American International Group Inc (AIG) will get access to up to US$30 billion of new capital after getting a commitment for US$150 billion in aid last year that gave the US government a stake of nearly 80 percent.
The latest bailout increases the US government’s commitment to keeping AIG on life support, and avoids for now any crippling credit rating downgrades that could force AIG to come up with billions of dollars it might not have.
The move came after the company posted a record US$61.7 billion quarterly loss on Monday.
“It’s a pretty strong reminder that the US Treasury is still all that stands between the current market environment and the ongoing threat of systemic financial meltdown,” said Christopher Garman, head of Garman Research LLC in Orinda, California, and a former Merrill Lynch bond strategist.
In agreeing to a new bailout, the Treasury Department and the Federal Reserve cited AIG’s operations in more than 130 countries, its role as an insurer for more than 100,000 entities and its more than 30 million US policyholders. They said urgent action was needed now to keep AIG in business.
“Given the systemic risk AIG continues to pose and the fragility of markets today, the potential cost to the economy and the taxpayer of government inaction would be extremely high,” they said in a joint statement.
Speaking on a conference call, AIG chief executive Edward Liddy called the market “a pretty crummy place” right now, and said fixing the insurer could take “several years.”
Most of the loss stemmed from big writedowns tied to credit default swaps and other toxic debt.
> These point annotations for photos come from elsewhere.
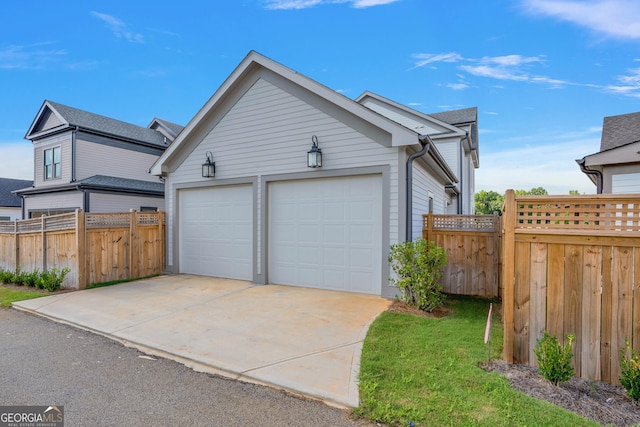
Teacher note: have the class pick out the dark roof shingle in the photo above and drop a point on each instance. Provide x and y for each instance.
(106, 125)
(620, 130)
(7, 185)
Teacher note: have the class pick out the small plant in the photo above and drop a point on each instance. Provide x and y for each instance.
(52, 279)
(18, 277)
(630, 371)
(30, 279)
(418, 266)
(554, 360)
AIG lost more in the fourth quarter of last year than it made from 2001 to 2007, when net income totaled more than US$58 billion.
The latest loss equaled about US$470,000 a minute, and was a record for a US company, Thomson Reuters data shows.
It would take a person spending US$1 million per day, everyday, the next 169 years to spend as much money as AIG lost during the fourth quarter, which lasted just 92 days.
The US government also acknowledged the bailout might not be AIG’s last. It said fixing the insurer “will take time and possibly more government support if markets do not stabilize and improve.”
Meanwhile, former AIG chief executive Maurice “Hank” Greenberg, 83, has sued the company he led for 38 years, saying it misled investors about its exposure to subprime mortgages.
Greenberg claimed in papers filed in federal court in Manhattan on Monday that the company has ruined his fortune by lying about its financial health.
The lawsuit says Greenberg, who served as AIG’s chief executive from 1967 until he retired in March 2005, was the AIG’s largest non-institutional shareholder.
Greenberg was forced out amid a controversy in spring 2005 when AIG restated its financial statements for the previous five years, acknowledging accounting improprieties, including “improper or inappropriate transactions.”